Drop Implementation Pattern

sequenceDiagram
    participant UserCode as "User Code"
    participant GuardInstance as "Guard Instance"
    participant BaseGuardacquirerelease as "BaseGuard::acquire/release"
    participant PlatformLayer as "Platform Layer"

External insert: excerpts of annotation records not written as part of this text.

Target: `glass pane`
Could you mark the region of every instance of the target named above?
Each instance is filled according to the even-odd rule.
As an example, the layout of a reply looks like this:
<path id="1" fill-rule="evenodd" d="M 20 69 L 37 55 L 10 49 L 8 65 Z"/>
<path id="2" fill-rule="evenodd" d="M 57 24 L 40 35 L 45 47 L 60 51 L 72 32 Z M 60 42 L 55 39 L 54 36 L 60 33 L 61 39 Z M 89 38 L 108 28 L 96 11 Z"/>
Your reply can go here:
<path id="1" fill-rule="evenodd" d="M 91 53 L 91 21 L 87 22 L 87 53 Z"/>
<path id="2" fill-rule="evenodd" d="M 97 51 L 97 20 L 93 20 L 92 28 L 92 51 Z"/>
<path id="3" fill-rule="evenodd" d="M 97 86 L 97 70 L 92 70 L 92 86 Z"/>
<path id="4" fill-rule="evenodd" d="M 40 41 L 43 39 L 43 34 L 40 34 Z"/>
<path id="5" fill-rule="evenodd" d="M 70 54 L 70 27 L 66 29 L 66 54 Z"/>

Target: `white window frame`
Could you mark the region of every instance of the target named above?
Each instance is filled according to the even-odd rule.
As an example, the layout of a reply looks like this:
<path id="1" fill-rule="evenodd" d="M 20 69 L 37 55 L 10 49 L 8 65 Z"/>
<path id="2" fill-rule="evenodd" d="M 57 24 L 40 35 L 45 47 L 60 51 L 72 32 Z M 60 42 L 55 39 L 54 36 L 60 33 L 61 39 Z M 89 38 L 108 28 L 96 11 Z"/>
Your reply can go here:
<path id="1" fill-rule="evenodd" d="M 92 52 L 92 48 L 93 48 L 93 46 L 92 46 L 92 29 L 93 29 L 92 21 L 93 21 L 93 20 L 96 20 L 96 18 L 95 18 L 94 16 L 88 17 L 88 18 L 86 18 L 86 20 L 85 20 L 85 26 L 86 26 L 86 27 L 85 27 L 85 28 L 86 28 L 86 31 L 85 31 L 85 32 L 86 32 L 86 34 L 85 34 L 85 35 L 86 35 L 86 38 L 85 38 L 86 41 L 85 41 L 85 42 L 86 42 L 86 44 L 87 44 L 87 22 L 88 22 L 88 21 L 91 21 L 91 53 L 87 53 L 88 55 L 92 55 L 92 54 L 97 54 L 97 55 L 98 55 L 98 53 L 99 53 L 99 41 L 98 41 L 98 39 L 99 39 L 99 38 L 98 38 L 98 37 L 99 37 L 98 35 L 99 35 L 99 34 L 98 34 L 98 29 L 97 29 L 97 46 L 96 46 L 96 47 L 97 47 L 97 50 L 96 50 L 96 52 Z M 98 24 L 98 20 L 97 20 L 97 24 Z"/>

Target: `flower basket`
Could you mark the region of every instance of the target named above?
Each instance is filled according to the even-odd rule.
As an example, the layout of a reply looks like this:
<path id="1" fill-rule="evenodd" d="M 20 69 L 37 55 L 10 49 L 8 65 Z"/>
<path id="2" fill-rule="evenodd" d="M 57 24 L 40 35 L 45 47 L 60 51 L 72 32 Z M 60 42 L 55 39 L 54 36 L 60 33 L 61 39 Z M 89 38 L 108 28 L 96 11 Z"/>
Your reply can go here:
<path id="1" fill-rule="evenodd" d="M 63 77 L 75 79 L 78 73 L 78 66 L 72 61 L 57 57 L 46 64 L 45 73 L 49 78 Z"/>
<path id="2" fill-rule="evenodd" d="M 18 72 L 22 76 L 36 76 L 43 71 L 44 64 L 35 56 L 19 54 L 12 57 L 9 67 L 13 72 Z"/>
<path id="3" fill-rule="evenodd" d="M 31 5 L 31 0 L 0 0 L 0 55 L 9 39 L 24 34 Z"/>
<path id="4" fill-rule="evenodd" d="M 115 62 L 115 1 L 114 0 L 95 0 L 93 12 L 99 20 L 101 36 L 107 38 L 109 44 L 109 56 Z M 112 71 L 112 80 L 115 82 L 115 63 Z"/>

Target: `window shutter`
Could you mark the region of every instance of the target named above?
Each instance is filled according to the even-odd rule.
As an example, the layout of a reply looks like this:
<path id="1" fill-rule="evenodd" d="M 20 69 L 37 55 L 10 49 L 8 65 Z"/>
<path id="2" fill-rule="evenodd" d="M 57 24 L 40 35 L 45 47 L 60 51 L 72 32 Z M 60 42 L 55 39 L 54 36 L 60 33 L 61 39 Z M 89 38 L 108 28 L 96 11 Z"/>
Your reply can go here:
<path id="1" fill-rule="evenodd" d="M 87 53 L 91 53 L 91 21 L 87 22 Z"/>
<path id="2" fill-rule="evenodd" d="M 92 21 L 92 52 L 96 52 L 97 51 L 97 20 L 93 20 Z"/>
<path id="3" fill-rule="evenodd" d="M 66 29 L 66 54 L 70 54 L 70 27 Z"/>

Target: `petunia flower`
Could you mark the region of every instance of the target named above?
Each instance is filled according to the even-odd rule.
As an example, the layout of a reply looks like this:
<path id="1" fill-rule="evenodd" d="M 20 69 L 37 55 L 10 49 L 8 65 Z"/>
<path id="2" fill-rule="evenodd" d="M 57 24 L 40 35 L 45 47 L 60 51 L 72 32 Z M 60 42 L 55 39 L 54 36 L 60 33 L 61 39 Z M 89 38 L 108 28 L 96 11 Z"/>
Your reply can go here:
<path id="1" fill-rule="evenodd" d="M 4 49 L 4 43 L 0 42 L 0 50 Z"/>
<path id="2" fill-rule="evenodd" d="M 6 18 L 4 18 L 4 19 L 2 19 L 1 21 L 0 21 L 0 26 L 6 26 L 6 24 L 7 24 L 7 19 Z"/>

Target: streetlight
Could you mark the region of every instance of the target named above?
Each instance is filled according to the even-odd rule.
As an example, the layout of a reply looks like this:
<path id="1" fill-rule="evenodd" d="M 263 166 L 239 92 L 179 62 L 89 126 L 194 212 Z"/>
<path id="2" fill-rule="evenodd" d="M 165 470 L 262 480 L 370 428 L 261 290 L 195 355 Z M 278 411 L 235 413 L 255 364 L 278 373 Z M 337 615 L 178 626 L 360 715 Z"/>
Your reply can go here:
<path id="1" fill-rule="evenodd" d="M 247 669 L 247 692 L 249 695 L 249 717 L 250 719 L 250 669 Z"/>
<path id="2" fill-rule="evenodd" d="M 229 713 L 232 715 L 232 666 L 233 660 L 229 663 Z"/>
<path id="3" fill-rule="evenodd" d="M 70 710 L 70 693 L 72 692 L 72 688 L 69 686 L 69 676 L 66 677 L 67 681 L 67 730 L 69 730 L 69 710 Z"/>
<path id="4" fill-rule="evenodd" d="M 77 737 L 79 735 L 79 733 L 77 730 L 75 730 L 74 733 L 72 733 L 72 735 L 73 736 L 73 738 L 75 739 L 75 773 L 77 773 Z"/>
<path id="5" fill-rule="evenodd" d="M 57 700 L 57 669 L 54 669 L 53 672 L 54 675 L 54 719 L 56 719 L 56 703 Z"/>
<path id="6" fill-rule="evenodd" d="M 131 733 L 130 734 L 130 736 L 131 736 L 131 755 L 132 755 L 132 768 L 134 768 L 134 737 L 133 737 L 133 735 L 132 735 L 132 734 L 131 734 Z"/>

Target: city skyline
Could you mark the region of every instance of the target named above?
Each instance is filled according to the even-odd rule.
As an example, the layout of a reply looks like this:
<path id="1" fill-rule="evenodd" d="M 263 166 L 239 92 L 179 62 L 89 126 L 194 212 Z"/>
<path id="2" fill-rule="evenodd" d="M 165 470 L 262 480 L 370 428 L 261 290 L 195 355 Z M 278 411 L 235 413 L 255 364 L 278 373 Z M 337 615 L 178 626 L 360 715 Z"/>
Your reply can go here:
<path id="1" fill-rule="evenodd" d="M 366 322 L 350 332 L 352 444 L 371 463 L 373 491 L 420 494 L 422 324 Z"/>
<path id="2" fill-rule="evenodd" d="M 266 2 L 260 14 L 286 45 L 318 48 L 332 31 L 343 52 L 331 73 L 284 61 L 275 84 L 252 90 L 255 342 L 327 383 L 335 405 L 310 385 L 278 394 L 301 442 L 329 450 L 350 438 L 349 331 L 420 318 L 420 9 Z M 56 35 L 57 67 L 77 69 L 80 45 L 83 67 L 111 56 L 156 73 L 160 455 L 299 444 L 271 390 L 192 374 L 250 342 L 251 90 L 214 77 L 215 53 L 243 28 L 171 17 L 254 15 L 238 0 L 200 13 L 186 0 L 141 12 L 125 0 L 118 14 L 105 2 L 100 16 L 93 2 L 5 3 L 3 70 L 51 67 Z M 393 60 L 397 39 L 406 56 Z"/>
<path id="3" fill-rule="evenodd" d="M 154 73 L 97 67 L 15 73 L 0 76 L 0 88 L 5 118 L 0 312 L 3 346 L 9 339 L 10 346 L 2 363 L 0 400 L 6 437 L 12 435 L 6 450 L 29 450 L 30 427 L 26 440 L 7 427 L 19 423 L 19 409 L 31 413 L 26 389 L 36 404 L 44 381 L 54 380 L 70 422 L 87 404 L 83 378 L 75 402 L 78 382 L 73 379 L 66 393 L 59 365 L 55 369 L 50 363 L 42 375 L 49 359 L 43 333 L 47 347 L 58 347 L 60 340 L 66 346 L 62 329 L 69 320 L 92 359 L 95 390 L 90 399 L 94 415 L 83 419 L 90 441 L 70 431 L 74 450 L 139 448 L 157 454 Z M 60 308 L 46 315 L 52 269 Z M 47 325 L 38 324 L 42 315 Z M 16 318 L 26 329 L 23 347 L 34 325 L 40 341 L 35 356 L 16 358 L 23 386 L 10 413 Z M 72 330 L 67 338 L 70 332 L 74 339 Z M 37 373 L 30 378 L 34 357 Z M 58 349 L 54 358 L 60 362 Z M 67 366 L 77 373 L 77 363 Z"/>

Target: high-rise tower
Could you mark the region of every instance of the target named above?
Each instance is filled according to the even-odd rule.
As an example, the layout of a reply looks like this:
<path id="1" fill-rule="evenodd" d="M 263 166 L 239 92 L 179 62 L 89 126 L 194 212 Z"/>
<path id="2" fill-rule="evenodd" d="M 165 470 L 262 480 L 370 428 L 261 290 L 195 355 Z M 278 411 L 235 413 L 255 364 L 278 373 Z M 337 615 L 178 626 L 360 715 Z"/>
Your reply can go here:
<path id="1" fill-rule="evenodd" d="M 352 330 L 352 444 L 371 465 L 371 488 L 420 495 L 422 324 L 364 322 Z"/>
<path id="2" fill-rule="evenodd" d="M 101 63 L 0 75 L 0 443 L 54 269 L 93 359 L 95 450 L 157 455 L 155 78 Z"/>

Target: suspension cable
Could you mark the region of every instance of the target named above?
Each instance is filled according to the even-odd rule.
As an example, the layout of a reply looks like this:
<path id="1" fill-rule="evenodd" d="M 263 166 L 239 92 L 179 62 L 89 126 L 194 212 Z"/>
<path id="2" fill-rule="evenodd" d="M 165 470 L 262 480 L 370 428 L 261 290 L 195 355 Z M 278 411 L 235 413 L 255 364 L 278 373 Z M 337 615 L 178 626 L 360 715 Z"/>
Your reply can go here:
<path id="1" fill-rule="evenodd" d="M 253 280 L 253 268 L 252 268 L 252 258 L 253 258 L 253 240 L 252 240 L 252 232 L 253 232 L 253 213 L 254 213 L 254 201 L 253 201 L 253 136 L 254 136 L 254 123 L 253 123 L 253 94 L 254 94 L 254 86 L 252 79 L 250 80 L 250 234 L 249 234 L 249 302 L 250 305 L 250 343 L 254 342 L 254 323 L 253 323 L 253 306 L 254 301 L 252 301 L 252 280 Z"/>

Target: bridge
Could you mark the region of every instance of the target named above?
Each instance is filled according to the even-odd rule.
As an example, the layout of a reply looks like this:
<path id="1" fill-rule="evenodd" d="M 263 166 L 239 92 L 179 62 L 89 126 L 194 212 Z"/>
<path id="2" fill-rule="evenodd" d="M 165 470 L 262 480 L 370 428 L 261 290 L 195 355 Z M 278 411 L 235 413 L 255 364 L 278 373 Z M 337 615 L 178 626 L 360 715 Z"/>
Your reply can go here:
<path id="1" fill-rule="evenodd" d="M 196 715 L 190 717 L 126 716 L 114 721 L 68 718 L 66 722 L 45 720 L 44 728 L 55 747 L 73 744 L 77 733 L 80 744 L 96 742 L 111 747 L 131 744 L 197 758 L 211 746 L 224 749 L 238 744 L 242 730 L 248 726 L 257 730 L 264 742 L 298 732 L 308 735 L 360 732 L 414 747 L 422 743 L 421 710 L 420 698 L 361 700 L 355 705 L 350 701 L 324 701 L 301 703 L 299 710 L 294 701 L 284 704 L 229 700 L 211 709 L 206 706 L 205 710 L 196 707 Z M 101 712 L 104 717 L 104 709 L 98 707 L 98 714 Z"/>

    UserCode ->> GuardInstance: "Guard::new()"
    GuardInstance ->> BaseGuardacquirerelease: "acquire()"
    BaseGuardacquirerelease ->> PlatformLayer: "disable IRQ/preemption"
    PlatformLayer -->> BaseGuardacquirerelease: "return state"
    BaseGuardacquirerelease -->> GuardInstance: "return state"
    GuardInstance -->> UserCode: "return guard instance"
    Note over UserCode: Critical section executes
    UserCode ->> GuardInstance: "drop(guard) or scope end"
    GuardInstance ->> BaseGuardacquirerelease: "release(state)"
    BaseGuardacquirerelease ->> PlatformLayer: "restore IRQ/preemption"
    PlatformLayer -->> BaseGuardacquirerelease: "complete"
    BaseGuardacquirerelease -->> GuardInstance: "complete"
    GuardInstance -->> UserCode: "destruction complete"

RAII Lifecycle Sequence

Each guard type implements the Drop trait to ensure that critical section protection is automatically released when the guard goes out of scope, preventing resource leaks and ensuring system stability.